The agency is currently reviewing data from Moderna’s two-shot vaccine for this youngest group as it awaits further data from Pfizer on its potential three-dose shot. Moderna has said its vaccine is 51% effective in children 6 months to 2 years of age and 37% effective in 2- to 5-year-olds. The agency also previously scheduled and then canceled an adcomm to review data on two doses of Pfizer’s vaccine for children under the age of 5.
According to a readout of the meeting from the House select subcommittee on the coronavirus crisis, Marks explained that the FDA would not withhold authorization — despite previous guidance — for a pediatric vaccine solely because it did not reach a 50% efficacy threshold at blocking symptomatic infections. All of the other adult and children’s vaccines currently authorized in the US have lost significant amounts of efficacy due to the Omicron variant, but they still remain effective at reducing the risk of severe disease, hospitalization and death.
“If these vaccines seem to be mirroring efficacy in adults and just seem to be less effective against Omicron like they are for adults, we will probably still authorize,” Marks said.
Meanwhile, Marks directly addressed concerns that the agency might slow-play the Moderna application and wait to review both applications together, saying that the VRBPAC meetings set for next month will be moved up if necessary.
“Obviously if we get through reviews faster, then we will send them to committees sooner,” Marks said, according to Rep. Jim Clyburn’s account of the meeting. Marks also told Clyburn and his staff that VRBPAC members have reserved earlier dates, enabling FDA to potentially “move dates up even by a week for any of these reviews.”
But he also explained that reviewing these vaccines for the youngest children involves more “complexity” than the review of adult vaccines, and the agency’s review process may require more time.
He also said that the emergence of new variants made the process of reviewing vaccines more complex, explaining it “was a little simpler for the original submissions in late 2020 when we didn’t have the variants and tons of immunogenicity data to go through.
“At the end of the day, we want people to have confidence in getting vaccinated,” he said, according to Clyburn.
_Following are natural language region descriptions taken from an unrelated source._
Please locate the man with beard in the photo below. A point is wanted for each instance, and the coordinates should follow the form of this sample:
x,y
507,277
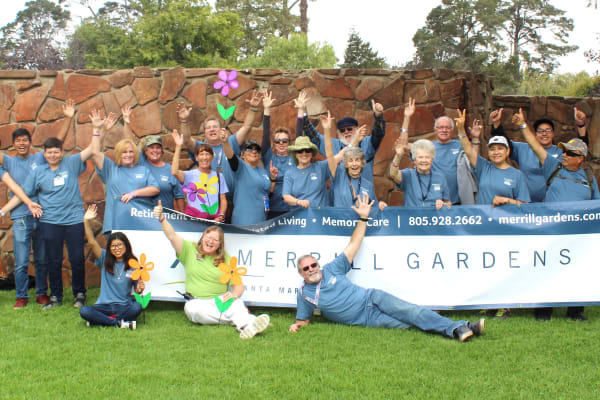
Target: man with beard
x,y
343,302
Marks also reiterated the importance of vaccinations to protect children against the coronavirus, stating: “We need to get more kids vaccinated, not just in the younger than 5 age range, but also older than 5.”
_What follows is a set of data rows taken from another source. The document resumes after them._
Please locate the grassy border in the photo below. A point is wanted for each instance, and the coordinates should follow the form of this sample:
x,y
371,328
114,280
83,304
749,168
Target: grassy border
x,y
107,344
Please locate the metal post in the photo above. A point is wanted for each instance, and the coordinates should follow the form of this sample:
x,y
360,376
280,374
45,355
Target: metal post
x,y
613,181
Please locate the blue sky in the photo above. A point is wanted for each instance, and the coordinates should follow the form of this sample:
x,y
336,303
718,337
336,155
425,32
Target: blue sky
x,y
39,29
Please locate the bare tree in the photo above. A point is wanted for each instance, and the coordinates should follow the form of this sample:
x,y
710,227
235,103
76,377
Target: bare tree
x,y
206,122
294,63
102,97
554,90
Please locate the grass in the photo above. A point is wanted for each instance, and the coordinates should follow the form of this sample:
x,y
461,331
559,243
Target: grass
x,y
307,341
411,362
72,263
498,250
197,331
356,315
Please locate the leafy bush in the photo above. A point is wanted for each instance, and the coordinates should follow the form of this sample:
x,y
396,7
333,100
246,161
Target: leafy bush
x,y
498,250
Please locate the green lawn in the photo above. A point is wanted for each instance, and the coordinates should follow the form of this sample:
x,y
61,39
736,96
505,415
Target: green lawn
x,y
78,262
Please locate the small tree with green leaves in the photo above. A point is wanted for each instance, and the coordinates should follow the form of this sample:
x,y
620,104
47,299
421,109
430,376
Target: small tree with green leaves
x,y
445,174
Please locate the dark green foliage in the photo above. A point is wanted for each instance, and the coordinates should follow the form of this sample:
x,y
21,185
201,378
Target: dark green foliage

Since making these remarks to Clyburn, Marks told a media briefing earlier this week that he will maintain the standard for 50% efficacy for this shot for the youngest kids group, but that “it’s possible in subpopulations they might be a little less effective than 50%.”
Editor’s note: Article updated with Marks’ latest comment and to note Moderna’s stated efficacy for its vaccine for these two groups of the under 6 population.